Reassuring people about data protection and their privacy in relation to the NHS contact-tracing app remains “crucial”, an MP has said.
Harriet Harman, chair of parliament’s joint human rights committee, has written to health secretary Matt Hancock requesting further clarification on how data will be collected and used by the app.
It follows the government’s decision on 18 June to switch to Apple and Google’s contact-tracing model. The U-turn will see the government switch from a centralised to a decentralised approach, meaning data will be shared between devices rather than sent to a central database.
“Whilst some specific concerns may be alleviated by the switch to a decentralised digital contact tracing app, it is still crucial that people in the UK should be able to feel reassured that their data protection, privacy and non-discrimination rights are protected in any contact tracing system,” Harman wrote.
Further information on whether parts of the app will be mandatory; what information people will be required to provide; and how data will be collected, gathered and stored was requested in the letter, sent on 24 June.

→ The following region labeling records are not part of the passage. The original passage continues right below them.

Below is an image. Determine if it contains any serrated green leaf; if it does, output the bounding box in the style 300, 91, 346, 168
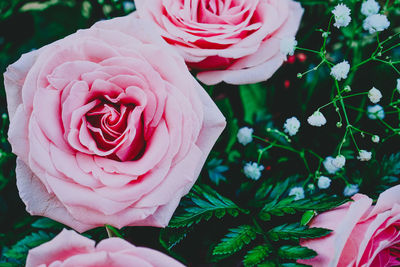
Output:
243, 244, 272, 267
159, 227, 192, 250
267, 223, 332, 241
169, 185, 247, 228
282, 262, 312, 267
300, 210, 317, 225
3, 231, 54, 261
278, 246, 317, 260
213, 225, 257, 255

A Department of Health and Social Care spokesperson said: “Protecting the privacy of users remains our absolute priority as we work to develop the new app, including carefully considering what personal data users would be asked to share for public health purposes and ensuring the app upholds the highest security and privacy standards.
“We will respond to the Committee’s letter in due course.”
The joint human rights committee in May drafted a bill calling on the government to define the purposes for which contact-tracing app data can be gathered; prohibit its use for other purposes; and require the data system’s security to be certified by GCHQ.
The committee also called for the establishment of a Privacy Tzar to monitor the apps use, as well as deal with complains.
Members warned that the government must not roll out the app unless sufficient safeguarding measures were in place, including: primary legislation assuring privacy protections and outlining data use; independent oversight of the app; and efficacy reviews by the health secretary every 21 days.
They found current law was unsatisfactory, labelling it a “mishmash spread across the GDPR, the Data Protection Act 2018, Article 8 European Convention on Human Rights and caselaw on the right to privacy” and called for bespoke legislation relating to privacy and data protection.
NHSX has always maintained that data would be anonymised and only used for the purposes of contact-tracing, with a portion kept for research purposes. But concerns relating to privacy heightened after it emerged the data would be kept for 20 years.
A majority of privacy concerns raised by campaigners and experts revolved around NHSX’s decision to develop a centralised contact-tracing app.
A centralised system posed greater data protection risks and mission creep, they argued, instead favouring a decentralised system like Apple and Google’s technology.
Despite concerns about privacy, NHSX launched a trial of its contact-tracing app on the Isle of Wight in the first week of May. In the weeks following reports suggested the NHS was working on a second version of the app using Apple and Google’s APIs.
After six weeks of silence about the outcome of the trial, and the expected national roll-out, the government announced on 18 June is was abandoning its version of the app and switching to Apple and Google’s technology, confirming they had been working with the technology giants since early May.
To date the app has cost £11.8 million.